- Born: Rosie Schwartz Kiev, Russia
- Died: October 28, 1998 (aged 92) Miami Beach, Florida, US

= Peppy Fields =

Ukrainian-American radio show host (1906–1998)

Peppy Fields (born Rosie Schwartz) was an American singer, performer, radio host, actress, comedian, recording artist, and philanthropist.

==Early life==
Fields was born Rosie Schwartz, on August 1, 1906. She was born Rosie but in high school she decided to change her name to Rosamund, based on a character in Shakespeare's As You Like It. She later changed her name to Rosalie, and then Rosalind.

==Career==
Field's career in entertainment began when she was 15 years old and won the title as Miss Coney Island. As a result she won a contract to play on the Lowe's Vaudeville Circuit. After four years she stepped out of entertainment to raise a family. When Fields was 50 years old, her brother, pianist and composer Irving Fields, was performing at a night club in New York and invited her to sing on the stage. The president of Jubilee Records happened to be in the crowd and invited Fields to create an album under his label. In 1960, she recorded her debut album "Red Hot and Peppy Fields" and Billboard Music awarded the album 4 out of 4 stars.

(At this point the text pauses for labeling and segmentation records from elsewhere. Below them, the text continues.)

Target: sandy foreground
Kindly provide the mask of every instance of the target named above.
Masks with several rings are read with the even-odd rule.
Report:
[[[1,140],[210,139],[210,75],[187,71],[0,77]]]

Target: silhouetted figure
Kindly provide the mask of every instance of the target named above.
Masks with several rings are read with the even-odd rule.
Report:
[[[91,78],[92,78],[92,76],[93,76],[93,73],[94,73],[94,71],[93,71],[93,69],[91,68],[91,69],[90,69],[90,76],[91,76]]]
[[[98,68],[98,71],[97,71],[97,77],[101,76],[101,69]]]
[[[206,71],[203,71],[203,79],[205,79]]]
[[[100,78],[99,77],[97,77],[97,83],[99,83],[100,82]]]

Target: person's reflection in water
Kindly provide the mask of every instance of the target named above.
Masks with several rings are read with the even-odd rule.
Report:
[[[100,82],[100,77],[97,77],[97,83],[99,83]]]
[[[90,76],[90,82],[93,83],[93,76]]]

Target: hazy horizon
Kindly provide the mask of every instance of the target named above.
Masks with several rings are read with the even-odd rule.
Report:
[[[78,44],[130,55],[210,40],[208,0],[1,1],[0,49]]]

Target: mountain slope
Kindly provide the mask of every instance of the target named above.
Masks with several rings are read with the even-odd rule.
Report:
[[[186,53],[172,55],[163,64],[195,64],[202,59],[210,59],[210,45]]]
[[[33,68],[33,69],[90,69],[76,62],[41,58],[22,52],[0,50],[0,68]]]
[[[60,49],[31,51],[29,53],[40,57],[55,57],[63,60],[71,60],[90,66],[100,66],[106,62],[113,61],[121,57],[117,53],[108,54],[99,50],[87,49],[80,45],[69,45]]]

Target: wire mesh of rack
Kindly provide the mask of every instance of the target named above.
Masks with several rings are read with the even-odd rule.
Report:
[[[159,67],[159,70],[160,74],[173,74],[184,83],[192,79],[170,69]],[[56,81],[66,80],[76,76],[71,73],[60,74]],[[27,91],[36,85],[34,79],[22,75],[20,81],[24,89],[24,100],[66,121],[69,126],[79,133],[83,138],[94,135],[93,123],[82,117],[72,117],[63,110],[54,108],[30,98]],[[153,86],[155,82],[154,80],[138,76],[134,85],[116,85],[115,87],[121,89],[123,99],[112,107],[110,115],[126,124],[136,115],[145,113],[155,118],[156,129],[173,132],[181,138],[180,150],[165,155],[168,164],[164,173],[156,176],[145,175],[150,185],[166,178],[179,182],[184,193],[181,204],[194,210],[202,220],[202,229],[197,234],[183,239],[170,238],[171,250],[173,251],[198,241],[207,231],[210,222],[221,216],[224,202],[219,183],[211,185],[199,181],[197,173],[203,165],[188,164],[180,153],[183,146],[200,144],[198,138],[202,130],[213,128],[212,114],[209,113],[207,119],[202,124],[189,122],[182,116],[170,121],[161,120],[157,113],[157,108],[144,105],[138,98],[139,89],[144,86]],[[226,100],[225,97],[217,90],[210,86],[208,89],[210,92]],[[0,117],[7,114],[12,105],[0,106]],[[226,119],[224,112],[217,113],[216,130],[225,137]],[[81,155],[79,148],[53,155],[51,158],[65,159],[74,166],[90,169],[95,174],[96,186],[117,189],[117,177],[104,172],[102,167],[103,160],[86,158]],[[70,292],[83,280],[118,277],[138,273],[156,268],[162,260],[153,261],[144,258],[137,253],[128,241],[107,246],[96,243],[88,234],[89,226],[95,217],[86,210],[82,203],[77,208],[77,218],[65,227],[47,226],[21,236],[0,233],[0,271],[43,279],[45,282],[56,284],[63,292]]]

In 1960 she was a hostess of "Doing the Town with Peppy Fields" in New York City where she interviewed celebrities in nightclubs and restaurants. Fields relocated to Florida in 1962 and she became the hostess of the House Party on Station WEDR in Miami Beach. She continued her show by broadcasting live until 1997. Fields also appeared in two movies: Hot Stuff and The Stoolie. Fields produced and starred in her show Peppy Fields Night of Stars, which was an annual occurrence at the Miami Beach Theater of Performing Arts. The event was created by Fields and her husband, Danny Flaxman, which partnered with several organizations that benefited various aid groups, including the United Cerebral Palsy association.

== Awards and honors ==
Fields has been honored multiple times, including being named Goodwill Ambassador of Miami Beach in 1968, in 1979 she was named Citizen of the Year by Miami Beach Citizen News, and in 1997 she received a Life Achievement Award

== Personal life ==
She was married to Daniel Flaxman. The pair ran a club at the Lucerne Hotel in Miami Beach from 1962 to 1972.